Early diagnosis is particularly important in the case of anorexia nervosa, whose death rate is 12 times higher than that associated with all causes of death for females aged 15 to 24. Typical symptoms of this disorder include emaciation, a refusal to eat in the presence of others and compulsive exercise. Many people are unaware that one of the biggest challenges in severe anorexia is simply gaining enough weight so that organs do not suffer permanent damage. The process of recovery can be incredibly taxing for those with the disease and their families, and rehabilitation success rates can be low when the disease is caught at a late stage.

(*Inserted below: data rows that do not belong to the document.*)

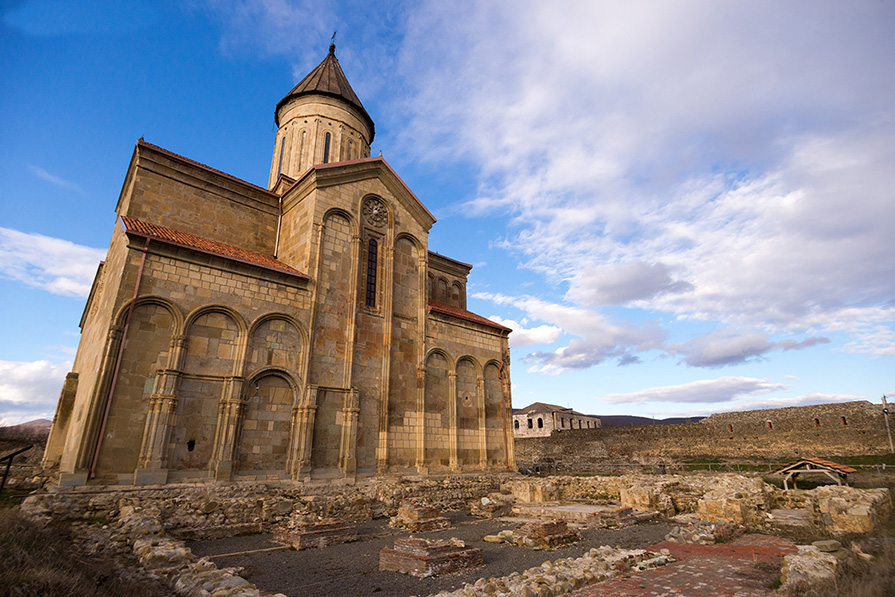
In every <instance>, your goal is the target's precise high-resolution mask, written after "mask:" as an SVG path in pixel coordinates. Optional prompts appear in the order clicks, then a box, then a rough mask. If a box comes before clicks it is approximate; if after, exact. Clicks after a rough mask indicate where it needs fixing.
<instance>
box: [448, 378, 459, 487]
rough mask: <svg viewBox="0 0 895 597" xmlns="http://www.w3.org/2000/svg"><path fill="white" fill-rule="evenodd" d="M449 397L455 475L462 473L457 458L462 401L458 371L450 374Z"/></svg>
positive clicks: (449, 422) (449, 421) (451, 449)
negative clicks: (458, 382) (457, 375)
mask: <svg viewBox="0 0 895 597" xmlns="http://www.w3.org/2000/svg"><path fill="white" fill-rule="evenodd" d="M448 396H450V397H451V400H450V402H449V403H448V424H449V425H450V428H451V429H450V435H449V437H448V442H449V445H450V449H451V460H450V465H451V470H452V471H454V472H455V473H458V472H460V461H459V459H458V458H457V442H458V440H459V437H458V433H459V432H458V431H457V401H458V400H459V399H460V397H459V396H457V373H456V371H451V372H449V373H448Z"/></svg>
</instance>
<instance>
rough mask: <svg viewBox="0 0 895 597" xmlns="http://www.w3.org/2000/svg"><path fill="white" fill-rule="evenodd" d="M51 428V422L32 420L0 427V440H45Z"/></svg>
mask: <svg viewBox="0 0 895 597" xmlns="http://www.w3.org/2000/svg"><path fill="white" fill-rule="evenodd" d="M52 426H53V422H52V421H48V420H46V419H34V420H33V421H28V422H27V423H21V424H19V425H9V426H8V427H0V439H46V437H47V436H48V435H50V427H52Z"/></svg>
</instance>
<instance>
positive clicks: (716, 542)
mask: <svg viewBox="0 0 895 597" xmlns="http://www.w3.org/2000/svg"><path fill="white" fill-rule="evenodd" d="M737 532H738V529H737V527H734V526H733V525H730V524H727V523H726V522H709V521H706V520H700V521H697V522H695V523H689V524H687V525H682V526H676V527H674V528H673V529H671V532H669V533H668V535H666V536H665V540H666V541H676V542H678V543H698V544H700V545H713V544H715V543H718V542H724V541H728V540H730V539H731V538H733V536H734V535H736V533H737Z"/></svg>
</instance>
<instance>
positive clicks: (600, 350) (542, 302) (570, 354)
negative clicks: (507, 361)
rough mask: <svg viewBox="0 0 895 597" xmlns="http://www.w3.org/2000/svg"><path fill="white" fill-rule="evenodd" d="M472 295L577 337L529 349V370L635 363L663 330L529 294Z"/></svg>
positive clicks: (649, 349) (660, 334)
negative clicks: (522, 295) (548, 349)
mask: <svg viewBox="0 0 895 597" xmlns="http://www.w3.org/2000/svg"><path fill="white" fill-rule="evenodd" d="M473 296H474V297H475V298H479V299H482V300H490V301H493V302H495V303H497V304H498V305H505V306H512V307H515V308H517V309H520V310H522V311H524V312H525V313H526V314H527V316H528V317H529V318H531V319H535V320H538V321H545V322H547V323H548V324H552V326H553V327H557V328H560V329H562V330H564V331H565V332H567V333H568V334H571V335H573V336H577V338H573V339H572V340H570V341H569V344H568V345H567V346H562V347H560V348H557V349H556V350H555V351H552V352H540V351H538V352H532V353H530V354H529V355H528V356H526V357H525V361H526V362H527V363H530V364H531V365H532V366H531V367H530V369H529V371H532V372H538V373H543V374H546V375H558V374H560V373H562V372H564V371H568V370H570V369H585V368H588V367H592V366H593V365H597V364H599V363H602V362H604V361H606V360H609V359H618V360H619V364H621V365H627V364H631V363H635V362H638V360H639V357H637V356H636V353H639V352H645V351H647V350H650V349H654V348H659V347H661V345H662V342H663V341H664V338H665V330H663V329H662V328H661V327H660V326H659V325H657V324H655V323H653V322H646V323H631V322H626V321H616V320H613V319H610V318H608V317H606V316H605V315H603V314H601V313H599V312H597V311H594V310H591V309H584V308H581V307H572V306H568V305H560V304H556V303H550V302H547V301H543V300H541V299H537V298H534V297H530V296H523V297H510V296H506V295H501V294H492V293H487V292H477V293H475V294H473ZM510 338H512V334H511V335H510Z"/></svg>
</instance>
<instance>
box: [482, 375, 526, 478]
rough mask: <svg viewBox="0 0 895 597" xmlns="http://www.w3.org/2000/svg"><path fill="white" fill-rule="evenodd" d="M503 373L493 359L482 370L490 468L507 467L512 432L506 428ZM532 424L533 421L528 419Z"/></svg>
mask: <svg viewBox="0 0 895 597" xmlns="http://www.w3.org/2000/svg"><path fill="white" fill-rule="evenodd" d="M502 376H503V372H502V369H501V362H500V361H498V360H496V359H491V360H489V361H488V362H486V363H485V366H484V367H483V368H482V378H483V379H484V386H485V438H486V449H487V457H488V464H489V466H506V464H507V462H506V461H507V444H508V443H509V442H510V441H511V440H510V438H509V437H508V434H509V433H510V431H509V430H508V429H507V428H506V421H505V418H506V416H507V413H506V408H505V406H504V403H503V379H502ZM528 422H529V423H531V419H530V418H529V419H528Z"/></svg>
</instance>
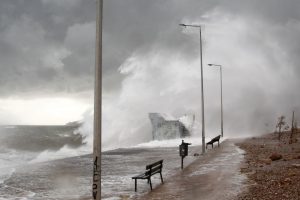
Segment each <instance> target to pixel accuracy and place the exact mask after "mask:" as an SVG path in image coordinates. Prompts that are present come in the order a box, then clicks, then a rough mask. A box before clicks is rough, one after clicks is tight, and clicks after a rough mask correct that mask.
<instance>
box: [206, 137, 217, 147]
mask: <svg viewBox="0 0 300 200" xmlns="http://www.w3.org/2000/svg"><path fill="white" fill-rule="evenodd" d="M220 137H221V135H218V136H217V137H214V138H213V139H212V140H211V141H209V142H208V143H206V149H207V145H211V147H212V148H214V143H215V142H218V147H219V145H220V142H219V141H220Z"/></svg>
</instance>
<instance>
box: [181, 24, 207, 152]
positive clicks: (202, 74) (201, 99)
mask: <svg viewBox="0 0 300 200" xmlns="http://www.w3.org/2000/svg"><path fill="white" fill-rule="evenodd" d="M179 26H183V27H185V28H186V27H192V28H198V29H199V33H200V68H201V109H202V154H204V153H205V121H204V90H203V67H202V37H201V26H200V25H189V24H179Z"/></svg>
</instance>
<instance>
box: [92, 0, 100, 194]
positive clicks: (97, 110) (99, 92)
mask: <svg viewBox="0 0 300 200" xmlns="http://www.w3.org/2000/svg"><path fill="white" fill-rule="evenodd" d="M102 11H103V0H97V19H96V49H95V57H96V58H95V89H94V92H95V96H94V144H93V186H92V189H93V194H92V195H93V200H100V199H101V114H102V109H101V106H102V16H103V12H102Z"/></svg>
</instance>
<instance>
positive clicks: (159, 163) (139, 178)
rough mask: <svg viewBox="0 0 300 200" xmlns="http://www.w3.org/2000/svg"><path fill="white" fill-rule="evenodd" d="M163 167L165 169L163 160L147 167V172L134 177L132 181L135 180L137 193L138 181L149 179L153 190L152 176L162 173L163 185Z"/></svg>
mask: <svg viewBox="0 0 300 200" xmlns="http://www.w3.org/2000/svg"><path fill="white" fill-rule="evenodd" d="M162 167H163V160H160V161H157V162H155V163H152V164H150V165H147V166H146V172H145V173H143V174H140V175H137V176H134V177H131V178H132V179H135V182H134V183H135V184H134V185H135V191H136V190H137V179H148V183H150V188H151V190H152V183H151V176H153V175H154V174H157V173H160V179H161V182H162V183H163V178H162V174H161V172H162Z"/></svg>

Families also need to be aware of disorders such as binge eating (here, a person may binge, often feeling guilty afterwards, yet not resort to purging. Their weight may not fluctuate or they may actually gain instead of lose weight, yet this is still a disorder requiring diagnosis and treatment). Finally, there is EDNOS — eating disorder not specified — whose sufferers may have an unhealthy relationship to food, yet not fit into one of the other established categories. EDNOS, too, needs to be treated if permanent damage to the body is to be avoided.

Battling eating disorders in the Jewish community also has an important psychological component; females especially are subject to great pressure from the media to be thin and to have a specific body image. Therefore, parents and the community as a whole should encourage self-acceptance and love, regardless of size or shape.